The mainsail sheet starts on a bridle attached to the mainsail sheet attachment points on the aft transom, or a split tail mainsheet is attached to these points. It then goes around a single block near the end of the main boom, through a boom sleeve or constraining loop on the main boom to a block near the centre of the mainsail boom. It then goes to a block mounted adjacent to the centre of the thwart. , then back to a second block mounted near the centre of the mainsail boom, then back down to a second block mounted adjacent to the centre of the thwart. Purchase is about 2:1
This system uses 5 blocks which is the maximum number permitted under the rules. I'm not aware of anyone using this on a Mirror, but it is a legal possibility. It's sometimes used on Flying Fifteens (hence the photos). It will have all the advantages of the other split tail systems, allowing the main boom to be brought closer to the centre line with less load on the mainsail leech than with the traditional aft mainsail sheet system, but giving the same purchase as the original system. A split tail mainsheet allows the boom to be brought closer to the centre line with less load on the mainsail leech than with the bridle system. The length of the bridle determines how closely this system matches the split tail system. A bridle which is as long as possible without going "block to block" when sailing close hauled will match a split tail mainsheet. There will be no need for a gybing strop as the falls of the mainsheet can be used to pull the boom directly when gybing.
- 2 mainsail sheet attachment points on the aft transom
- 1 split tail mainsheet (length undetermined at present)

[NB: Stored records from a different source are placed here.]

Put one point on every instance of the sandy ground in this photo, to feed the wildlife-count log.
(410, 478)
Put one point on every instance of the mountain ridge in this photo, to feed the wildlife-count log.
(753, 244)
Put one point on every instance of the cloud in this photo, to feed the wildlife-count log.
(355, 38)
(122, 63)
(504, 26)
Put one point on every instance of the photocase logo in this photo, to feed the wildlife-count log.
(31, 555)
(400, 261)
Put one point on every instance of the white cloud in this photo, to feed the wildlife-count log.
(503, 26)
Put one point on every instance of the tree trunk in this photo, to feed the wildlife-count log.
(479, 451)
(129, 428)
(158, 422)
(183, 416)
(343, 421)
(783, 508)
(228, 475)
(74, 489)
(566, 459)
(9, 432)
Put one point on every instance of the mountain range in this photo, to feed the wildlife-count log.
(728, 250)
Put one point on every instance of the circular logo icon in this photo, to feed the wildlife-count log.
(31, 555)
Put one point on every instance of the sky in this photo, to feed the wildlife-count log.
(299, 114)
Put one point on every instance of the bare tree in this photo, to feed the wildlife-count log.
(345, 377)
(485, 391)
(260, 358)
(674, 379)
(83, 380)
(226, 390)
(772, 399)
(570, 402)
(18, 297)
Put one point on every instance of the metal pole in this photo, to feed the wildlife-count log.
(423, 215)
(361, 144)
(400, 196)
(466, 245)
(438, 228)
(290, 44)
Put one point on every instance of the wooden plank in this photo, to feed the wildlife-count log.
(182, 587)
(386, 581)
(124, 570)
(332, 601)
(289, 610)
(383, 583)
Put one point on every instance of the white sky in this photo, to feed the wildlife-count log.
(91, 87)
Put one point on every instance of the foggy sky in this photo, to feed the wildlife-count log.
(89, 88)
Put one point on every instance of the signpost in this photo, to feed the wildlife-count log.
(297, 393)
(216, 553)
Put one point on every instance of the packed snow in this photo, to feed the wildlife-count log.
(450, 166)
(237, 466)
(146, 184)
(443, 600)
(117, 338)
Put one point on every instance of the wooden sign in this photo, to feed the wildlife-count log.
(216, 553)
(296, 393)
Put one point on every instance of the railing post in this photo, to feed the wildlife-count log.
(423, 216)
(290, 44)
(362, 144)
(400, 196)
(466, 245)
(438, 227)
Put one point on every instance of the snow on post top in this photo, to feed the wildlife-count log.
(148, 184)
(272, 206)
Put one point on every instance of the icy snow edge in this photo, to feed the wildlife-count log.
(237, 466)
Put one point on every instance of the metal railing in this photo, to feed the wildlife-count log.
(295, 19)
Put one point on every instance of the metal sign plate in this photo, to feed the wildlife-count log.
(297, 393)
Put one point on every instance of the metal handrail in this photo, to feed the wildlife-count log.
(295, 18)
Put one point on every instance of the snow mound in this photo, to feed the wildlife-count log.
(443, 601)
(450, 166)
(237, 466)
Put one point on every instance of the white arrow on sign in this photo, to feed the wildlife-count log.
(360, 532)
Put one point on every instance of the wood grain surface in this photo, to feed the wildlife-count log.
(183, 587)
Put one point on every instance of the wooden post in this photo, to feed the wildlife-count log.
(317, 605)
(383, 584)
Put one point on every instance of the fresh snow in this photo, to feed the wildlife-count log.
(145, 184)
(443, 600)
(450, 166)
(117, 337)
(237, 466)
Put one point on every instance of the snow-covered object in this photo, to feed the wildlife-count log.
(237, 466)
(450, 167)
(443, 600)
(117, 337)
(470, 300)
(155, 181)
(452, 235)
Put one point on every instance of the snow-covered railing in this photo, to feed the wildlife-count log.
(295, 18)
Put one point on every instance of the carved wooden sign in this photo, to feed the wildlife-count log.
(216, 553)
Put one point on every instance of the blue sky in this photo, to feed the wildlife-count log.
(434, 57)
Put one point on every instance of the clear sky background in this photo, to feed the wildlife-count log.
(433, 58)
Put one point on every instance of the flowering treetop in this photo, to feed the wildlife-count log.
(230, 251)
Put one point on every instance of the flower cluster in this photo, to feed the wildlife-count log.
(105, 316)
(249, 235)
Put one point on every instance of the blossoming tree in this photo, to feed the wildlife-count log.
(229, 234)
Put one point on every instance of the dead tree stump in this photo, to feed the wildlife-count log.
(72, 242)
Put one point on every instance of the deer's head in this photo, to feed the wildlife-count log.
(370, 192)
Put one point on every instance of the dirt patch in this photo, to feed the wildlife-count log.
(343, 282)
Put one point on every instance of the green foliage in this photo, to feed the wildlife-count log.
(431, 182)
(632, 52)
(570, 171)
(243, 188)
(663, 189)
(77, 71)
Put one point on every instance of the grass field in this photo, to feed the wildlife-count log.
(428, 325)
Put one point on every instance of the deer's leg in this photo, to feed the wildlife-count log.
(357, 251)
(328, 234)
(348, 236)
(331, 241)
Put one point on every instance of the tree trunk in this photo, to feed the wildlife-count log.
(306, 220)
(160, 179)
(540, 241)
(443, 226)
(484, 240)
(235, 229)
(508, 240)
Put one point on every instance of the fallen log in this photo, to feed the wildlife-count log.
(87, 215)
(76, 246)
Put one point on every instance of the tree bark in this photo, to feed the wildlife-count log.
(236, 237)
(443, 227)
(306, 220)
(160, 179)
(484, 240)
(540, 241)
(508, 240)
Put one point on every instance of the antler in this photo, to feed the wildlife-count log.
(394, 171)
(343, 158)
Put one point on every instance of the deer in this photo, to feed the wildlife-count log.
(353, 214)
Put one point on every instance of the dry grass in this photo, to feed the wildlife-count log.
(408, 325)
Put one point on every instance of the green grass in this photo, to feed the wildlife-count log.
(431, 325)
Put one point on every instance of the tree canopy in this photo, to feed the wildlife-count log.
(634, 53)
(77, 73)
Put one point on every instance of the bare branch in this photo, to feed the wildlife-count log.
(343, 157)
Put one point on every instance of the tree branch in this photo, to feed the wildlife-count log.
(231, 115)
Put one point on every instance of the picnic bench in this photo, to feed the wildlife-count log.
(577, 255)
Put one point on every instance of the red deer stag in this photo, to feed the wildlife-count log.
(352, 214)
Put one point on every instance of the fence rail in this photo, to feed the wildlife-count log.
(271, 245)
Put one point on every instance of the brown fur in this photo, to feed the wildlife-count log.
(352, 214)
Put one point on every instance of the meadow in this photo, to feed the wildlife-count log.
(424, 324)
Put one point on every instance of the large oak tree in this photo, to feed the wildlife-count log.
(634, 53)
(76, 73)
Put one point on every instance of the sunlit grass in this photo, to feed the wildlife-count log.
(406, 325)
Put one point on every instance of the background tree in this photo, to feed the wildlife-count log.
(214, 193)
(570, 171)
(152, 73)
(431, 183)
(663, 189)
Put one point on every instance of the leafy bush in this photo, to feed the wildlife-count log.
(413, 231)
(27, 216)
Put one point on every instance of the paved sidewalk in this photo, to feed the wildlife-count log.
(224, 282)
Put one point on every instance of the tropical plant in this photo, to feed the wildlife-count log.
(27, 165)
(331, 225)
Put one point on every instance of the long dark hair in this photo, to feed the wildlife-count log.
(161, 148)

- 1 single block mounted near the end of the main boom
- 2 single blocks or a double block mounted near the centre of the main boom
- 1 boom sleeve or constraining loop mounted on the main boom between the blocks on the main boom
- 2 single blocks (one ratchet block is permitted) mounted near the centre of the thwart.
Optional Equipment list
- A cleat may be associated with the block mounted near the centre of the thwart.